La caja que el jabón siempre mereció

Corazon De Maria Polanco

Hay productos que desde el primer día saben lo que son. El jabón corporal de Decora siempre fue uno de esos — base de leche de cabra, fragancia limpia, una textura que habla sola. Desde que llegó a las tiendas, la gente lo encontraba, lo olía y no lo soltaba.

El problema nunca fue el jabón. Fue la caja.

Primero fue blanca, genérica, con un sticker encima. Hacía su trabajo, pero con el tiempo en tienda empezaba a mostrar el desgaste — y aunque el producto adentro estuviera impecable, la primera impresión ya no era la misma. Luego vino una caja negra, más elegante, más versátil, pensada también para quienes buscan algo que no grite floral desde el anaquel. Tampoco estaba mal. Pero seguía sintiendo que algo faltaba. Que el empaque no estaba a la altura de lo que había adentro.
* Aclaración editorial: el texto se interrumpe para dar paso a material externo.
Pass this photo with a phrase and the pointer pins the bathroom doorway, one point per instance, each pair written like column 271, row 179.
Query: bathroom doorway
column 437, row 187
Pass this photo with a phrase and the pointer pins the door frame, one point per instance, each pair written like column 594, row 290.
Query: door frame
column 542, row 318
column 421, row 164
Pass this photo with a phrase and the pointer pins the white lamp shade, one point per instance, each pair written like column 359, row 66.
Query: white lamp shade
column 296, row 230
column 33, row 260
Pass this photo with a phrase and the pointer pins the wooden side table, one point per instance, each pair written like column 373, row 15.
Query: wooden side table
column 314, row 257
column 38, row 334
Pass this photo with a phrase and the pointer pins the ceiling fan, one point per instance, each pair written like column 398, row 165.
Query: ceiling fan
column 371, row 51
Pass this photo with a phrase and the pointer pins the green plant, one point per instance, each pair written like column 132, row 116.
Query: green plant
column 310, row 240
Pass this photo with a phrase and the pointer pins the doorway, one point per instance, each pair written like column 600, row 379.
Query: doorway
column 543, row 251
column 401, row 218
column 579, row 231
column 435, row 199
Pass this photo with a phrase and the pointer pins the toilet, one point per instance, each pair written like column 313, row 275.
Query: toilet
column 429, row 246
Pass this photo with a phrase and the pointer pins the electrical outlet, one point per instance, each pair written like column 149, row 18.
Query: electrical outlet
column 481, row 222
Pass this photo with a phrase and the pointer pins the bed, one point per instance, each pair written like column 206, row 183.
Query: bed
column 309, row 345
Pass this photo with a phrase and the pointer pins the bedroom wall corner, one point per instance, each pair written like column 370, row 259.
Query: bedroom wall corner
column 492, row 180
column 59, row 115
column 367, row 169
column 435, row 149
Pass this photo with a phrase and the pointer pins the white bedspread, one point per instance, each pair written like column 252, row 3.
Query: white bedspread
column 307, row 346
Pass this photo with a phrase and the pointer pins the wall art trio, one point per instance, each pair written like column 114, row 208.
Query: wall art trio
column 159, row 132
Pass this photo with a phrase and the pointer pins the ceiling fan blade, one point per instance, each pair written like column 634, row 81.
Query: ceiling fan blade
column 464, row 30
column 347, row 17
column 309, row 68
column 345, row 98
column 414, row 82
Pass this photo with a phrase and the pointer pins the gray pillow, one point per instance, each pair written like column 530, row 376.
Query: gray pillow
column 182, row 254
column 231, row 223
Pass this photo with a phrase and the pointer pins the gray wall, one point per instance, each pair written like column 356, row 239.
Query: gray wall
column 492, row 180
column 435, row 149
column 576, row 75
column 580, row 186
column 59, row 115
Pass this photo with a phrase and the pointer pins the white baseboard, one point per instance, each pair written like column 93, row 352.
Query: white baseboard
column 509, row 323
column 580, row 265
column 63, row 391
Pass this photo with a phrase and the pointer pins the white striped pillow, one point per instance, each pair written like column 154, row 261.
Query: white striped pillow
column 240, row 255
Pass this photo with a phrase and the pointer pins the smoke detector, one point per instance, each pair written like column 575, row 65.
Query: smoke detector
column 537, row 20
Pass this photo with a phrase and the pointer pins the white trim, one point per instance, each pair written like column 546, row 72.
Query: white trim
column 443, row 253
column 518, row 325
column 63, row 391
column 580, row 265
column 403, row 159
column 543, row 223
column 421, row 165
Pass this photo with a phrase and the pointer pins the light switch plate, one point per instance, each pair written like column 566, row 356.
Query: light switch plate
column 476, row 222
Esa sensación duró un tiempo. No porque no supiéramos qué queríamos — la imagen estaba clarísima — sino porque hacer eso bien tiene un costo. Primero el diseño, luego el render para ver que todo cuajara, luego la producción en cantidad suficiente para que el precio tuviera sentido. Y como manejamos varios aromas, el sueño original de una caja distinta por fragancia tuvo que ceder ante la realidad: había que encontrar algo ingenioso que funcionara para toda la línea sin perder el carácter.

La solución llegó con una lista de fragancias integrada al diseño — elegante, práctica, honesta. El cliente marca su aroma y la caja sigue siendo una sola pieza coherente. Los últimos ajustes los hicimos a mano, con calma, hasta que cuajó.

El resultado está en tienda. Y el jabón, que siempre fue uno de los más queridos, ahora también lo parece desde afuera. Las ventas lo dicen — la producción se ha tenido que duplicar.

A veces lo que cambia todo no es el producto. Es darle el empaque que siempre mereció.